Can I do anything to improve the reception ?

Thanks


----------



## ClubMan (27 Aug 2007)

Where are you located?
What sort of antenna are you using at the moment?
Some _TV_ stations can be tuned on more than one frequency so have you tried retuning?


----------



## Daddy (27 Aug 2007)

Located in the countryside in Co Tipperary.

Aerial is in the attic.

Did try retuning to no avail.


----------



## AnAthas (27 Aug 2007)

I have the same problem. 

I asked an ariel guy and he said there are two types of ariel UHF and VHF. The RTEs are picked up better on one and TV3 and TG4 on the other. Haven't verfied this, but on looking at other houses in the estate most of them have two different types, while I only have the one.

Can anyone else concur?


----------



## ClubMan (27 Aug 2007)

I've found it difficult to get up to date information about different transmitters and the polarity and frequency of different broadcasts but I did see something somewhere (vague or what!) about _RTE1/2 _possibly being on a different frequency (e.g. _UHF _versus _VHF_) or polarity (e.g. vertical versus horizontal) than _TV3/TG4_ which may mean that you need two aerials or a dual mode one. I think that there's more information on this sort of stuff on _boards.ie_.


----------



## pat127 (27 Aug 2007)

AnAthas said:


> I have the same problem.
> 
> I asked an ariel guy and he said there are two types of ariel UHF and VHF. The RTEs are picked up better on one and TV3 and TG4 on the other. Haven't verfied this, but on looking at other houses in the estate most of them have two different types, while I only have the one.
> 
> Can anyone else concur?



RTE1/RTE2 are broadcast on both VHF and UHF but VHF is being phased out and isn't available on all transmitters. 

TG4/TV3 are on UHF only.

I'd say that Tipperary gets its coverage from one or other of the 4 transmitters which broadcast both VHF and UHF (Mullaghanish, Maghera, Kippure and Mount Leinster). You'll get a clue which one you are on by determining the direction in which the antenna is pointing. If you are using a UHF antenna then you should be getting all the stations.  If your antenna is VHF you'll get the RTEs of course but I can't say whether you'll pick up the other 2 with it in your circumstances. Your antenna could be UHF but being in the attic it's not high enough, or in general it's not providing enough gain, or it'd work better pointing at another transmitter. 

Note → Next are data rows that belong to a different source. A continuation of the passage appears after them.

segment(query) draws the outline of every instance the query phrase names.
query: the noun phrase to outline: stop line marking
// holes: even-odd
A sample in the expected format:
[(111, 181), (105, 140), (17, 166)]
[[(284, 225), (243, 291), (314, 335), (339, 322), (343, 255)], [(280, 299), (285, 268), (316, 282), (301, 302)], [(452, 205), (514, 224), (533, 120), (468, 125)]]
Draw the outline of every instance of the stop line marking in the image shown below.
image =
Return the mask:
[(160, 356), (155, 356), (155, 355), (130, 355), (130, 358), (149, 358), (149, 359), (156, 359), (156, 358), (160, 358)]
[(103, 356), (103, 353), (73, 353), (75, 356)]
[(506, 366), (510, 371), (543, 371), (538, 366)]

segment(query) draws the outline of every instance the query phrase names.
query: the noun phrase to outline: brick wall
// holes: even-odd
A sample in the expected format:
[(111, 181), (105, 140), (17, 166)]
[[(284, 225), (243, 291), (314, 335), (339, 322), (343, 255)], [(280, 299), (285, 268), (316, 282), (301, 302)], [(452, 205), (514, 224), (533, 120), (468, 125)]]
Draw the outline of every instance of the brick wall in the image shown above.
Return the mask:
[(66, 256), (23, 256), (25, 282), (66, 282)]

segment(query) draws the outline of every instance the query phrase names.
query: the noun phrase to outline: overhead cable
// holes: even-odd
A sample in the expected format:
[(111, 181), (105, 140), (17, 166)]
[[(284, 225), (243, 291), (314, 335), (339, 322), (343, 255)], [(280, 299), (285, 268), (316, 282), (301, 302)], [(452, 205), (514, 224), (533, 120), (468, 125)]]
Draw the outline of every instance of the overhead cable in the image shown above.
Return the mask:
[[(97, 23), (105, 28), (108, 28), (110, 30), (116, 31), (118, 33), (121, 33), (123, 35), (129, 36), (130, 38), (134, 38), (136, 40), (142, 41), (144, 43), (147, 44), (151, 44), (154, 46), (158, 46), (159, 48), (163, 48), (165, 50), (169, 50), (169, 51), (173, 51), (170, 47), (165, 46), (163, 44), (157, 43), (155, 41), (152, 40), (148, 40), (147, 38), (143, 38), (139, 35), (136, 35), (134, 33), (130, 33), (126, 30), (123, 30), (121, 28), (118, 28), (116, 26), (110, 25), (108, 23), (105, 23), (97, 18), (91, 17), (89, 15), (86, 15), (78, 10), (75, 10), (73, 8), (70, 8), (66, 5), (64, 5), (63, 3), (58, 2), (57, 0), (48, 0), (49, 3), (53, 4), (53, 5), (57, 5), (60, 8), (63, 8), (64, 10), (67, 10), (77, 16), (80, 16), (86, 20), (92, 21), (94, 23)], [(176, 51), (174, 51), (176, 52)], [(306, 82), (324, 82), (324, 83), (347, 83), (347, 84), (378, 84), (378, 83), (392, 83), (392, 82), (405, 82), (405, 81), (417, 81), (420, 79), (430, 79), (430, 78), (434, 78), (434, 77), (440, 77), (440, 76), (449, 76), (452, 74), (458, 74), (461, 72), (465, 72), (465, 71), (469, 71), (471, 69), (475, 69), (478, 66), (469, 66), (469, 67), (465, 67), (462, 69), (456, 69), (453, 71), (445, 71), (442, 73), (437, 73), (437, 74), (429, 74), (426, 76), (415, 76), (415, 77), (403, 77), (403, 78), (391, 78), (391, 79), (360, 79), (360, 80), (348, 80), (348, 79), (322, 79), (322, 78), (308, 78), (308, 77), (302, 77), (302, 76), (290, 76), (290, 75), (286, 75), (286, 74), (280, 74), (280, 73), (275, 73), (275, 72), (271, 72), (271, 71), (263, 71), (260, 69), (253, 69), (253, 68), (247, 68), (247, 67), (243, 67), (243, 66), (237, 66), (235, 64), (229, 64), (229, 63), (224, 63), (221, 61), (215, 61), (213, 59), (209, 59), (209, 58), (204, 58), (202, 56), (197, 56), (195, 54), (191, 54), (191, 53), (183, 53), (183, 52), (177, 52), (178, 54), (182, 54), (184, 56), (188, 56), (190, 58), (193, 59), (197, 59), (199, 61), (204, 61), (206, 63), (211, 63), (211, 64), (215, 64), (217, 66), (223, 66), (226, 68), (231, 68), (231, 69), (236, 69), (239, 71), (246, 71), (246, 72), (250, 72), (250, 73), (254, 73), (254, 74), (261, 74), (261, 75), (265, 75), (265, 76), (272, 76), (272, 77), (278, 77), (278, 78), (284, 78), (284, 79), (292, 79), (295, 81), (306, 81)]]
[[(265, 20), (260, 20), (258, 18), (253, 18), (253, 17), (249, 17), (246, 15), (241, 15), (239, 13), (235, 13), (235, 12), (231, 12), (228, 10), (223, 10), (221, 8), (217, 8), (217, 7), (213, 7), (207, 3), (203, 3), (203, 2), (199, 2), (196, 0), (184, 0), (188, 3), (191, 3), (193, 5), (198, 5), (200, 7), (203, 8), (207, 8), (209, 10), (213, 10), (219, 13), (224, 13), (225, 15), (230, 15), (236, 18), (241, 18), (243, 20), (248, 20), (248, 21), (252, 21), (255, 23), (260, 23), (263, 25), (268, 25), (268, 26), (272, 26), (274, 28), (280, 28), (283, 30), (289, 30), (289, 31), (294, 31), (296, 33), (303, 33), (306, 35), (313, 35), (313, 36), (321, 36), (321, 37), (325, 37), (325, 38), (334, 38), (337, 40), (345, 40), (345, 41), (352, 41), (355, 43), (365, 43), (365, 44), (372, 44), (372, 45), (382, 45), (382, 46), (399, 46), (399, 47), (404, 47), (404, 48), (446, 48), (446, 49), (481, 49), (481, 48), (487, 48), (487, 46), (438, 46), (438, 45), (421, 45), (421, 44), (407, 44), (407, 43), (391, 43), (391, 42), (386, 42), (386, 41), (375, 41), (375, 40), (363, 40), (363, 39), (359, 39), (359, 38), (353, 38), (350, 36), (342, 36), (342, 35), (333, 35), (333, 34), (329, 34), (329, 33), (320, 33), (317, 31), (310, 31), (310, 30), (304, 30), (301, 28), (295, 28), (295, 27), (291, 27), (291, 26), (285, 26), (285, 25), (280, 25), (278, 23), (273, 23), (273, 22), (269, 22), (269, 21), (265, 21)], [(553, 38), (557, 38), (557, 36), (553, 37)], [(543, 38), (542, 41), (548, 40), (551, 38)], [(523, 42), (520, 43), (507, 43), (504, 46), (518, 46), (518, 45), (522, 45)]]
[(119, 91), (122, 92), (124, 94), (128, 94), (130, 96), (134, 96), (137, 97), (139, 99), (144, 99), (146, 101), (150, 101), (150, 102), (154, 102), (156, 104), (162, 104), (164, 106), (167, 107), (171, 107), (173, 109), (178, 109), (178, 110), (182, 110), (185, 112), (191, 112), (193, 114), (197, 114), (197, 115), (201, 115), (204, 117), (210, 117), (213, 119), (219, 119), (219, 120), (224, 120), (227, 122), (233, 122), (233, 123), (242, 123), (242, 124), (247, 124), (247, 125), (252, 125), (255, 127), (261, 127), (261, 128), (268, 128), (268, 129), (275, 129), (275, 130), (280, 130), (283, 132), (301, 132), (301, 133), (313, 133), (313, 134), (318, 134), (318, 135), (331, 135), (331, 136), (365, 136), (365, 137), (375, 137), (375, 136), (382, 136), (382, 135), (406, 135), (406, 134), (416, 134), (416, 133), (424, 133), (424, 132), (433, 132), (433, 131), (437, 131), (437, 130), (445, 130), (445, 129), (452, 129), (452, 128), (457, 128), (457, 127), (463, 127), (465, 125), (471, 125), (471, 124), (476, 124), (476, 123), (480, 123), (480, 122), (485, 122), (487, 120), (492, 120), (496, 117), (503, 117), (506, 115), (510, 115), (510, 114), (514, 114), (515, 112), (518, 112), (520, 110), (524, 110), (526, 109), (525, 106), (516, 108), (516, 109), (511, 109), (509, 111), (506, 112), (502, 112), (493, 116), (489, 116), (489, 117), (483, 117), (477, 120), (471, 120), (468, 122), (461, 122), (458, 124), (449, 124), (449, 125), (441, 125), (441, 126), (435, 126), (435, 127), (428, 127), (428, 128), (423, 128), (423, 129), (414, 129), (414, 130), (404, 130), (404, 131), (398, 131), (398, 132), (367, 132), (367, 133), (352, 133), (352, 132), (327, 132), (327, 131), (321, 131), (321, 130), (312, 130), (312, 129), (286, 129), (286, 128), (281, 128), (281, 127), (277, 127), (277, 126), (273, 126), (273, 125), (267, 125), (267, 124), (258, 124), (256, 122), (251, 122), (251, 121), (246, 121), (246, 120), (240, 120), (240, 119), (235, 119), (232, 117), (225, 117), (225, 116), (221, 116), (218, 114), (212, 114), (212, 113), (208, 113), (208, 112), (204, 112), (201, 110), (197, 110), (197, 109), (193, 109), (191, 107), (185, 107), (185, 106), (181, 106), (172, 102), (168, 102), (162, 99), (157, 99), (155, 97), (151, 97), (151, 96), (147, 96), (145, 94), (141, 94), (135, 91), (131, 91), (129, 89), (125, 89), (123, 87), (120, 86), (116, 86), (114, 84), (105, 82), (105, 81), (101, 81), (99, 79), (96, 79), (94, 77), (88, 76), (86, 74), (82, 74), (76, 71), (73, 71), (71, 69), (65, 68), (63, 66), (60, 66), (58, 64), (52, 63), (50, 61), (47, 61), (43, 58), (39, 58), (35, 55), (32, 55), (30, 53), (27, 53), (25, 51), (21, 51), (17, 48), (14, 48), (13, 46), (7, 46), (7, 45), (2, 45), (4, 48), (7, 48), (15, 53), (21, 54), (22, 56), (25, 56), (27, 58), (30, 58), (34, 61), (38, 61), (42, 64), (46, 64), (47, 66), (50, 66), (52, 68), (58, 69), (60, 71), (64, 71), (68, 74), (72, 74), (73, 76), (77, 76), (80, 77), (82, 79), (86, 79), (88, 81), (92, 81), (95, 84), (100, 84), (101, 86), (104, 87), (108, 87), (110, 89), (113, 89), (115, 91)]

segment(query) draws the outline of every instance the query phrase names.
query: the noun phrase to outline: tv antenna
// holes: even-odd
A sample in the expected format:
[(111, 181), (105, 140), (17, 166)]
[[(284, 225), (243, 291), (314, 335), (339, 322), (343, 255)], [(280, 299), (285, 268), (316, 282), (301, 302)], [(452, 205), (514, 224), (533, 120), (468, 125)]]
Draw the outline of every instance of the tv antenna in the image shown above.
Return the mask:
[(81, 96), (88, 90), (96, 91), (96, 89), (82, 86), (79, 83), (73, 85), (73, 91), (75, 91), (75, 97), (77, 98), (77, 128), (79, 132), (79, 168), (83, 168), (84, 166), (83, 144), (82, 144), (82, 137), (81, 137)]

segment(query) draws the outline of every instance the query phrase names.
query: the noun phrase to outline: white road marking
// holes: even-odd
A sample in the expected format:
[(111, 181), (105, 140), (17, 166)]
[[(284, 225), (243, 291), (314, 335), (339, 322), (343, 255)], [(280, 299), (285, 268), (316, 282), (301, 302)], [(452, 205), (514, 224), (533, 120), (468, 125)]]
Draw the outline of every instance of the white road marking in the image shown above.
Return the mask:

Sorry I can't be of more help. Did you install the antenna yourself? If so can you ask your supplier for more info? Alternatively can you ask your neighbours for info?


----------



## Daddy (27 Aug 2007)

Thanks for info - will ask the neighbours.


----------



## cork (28 Aug 2007)

I am finding TV3 receception from the Mullaghanish transmitter poor.

My Tg4 is fine.


----------



## cork (6 Sep 2007)

TV3 recepton will ariel is deplorable.

I emailed TV3 but got no response.

Reception of TG4 is perfect


----------



## gebbel (6 Sep 2007)

I started a thread recently on my observation that the TV3 reception is inferior to RTE1 and 2 via my SKY box. It did not get many hits but I remain disappointed with the picture quality


----------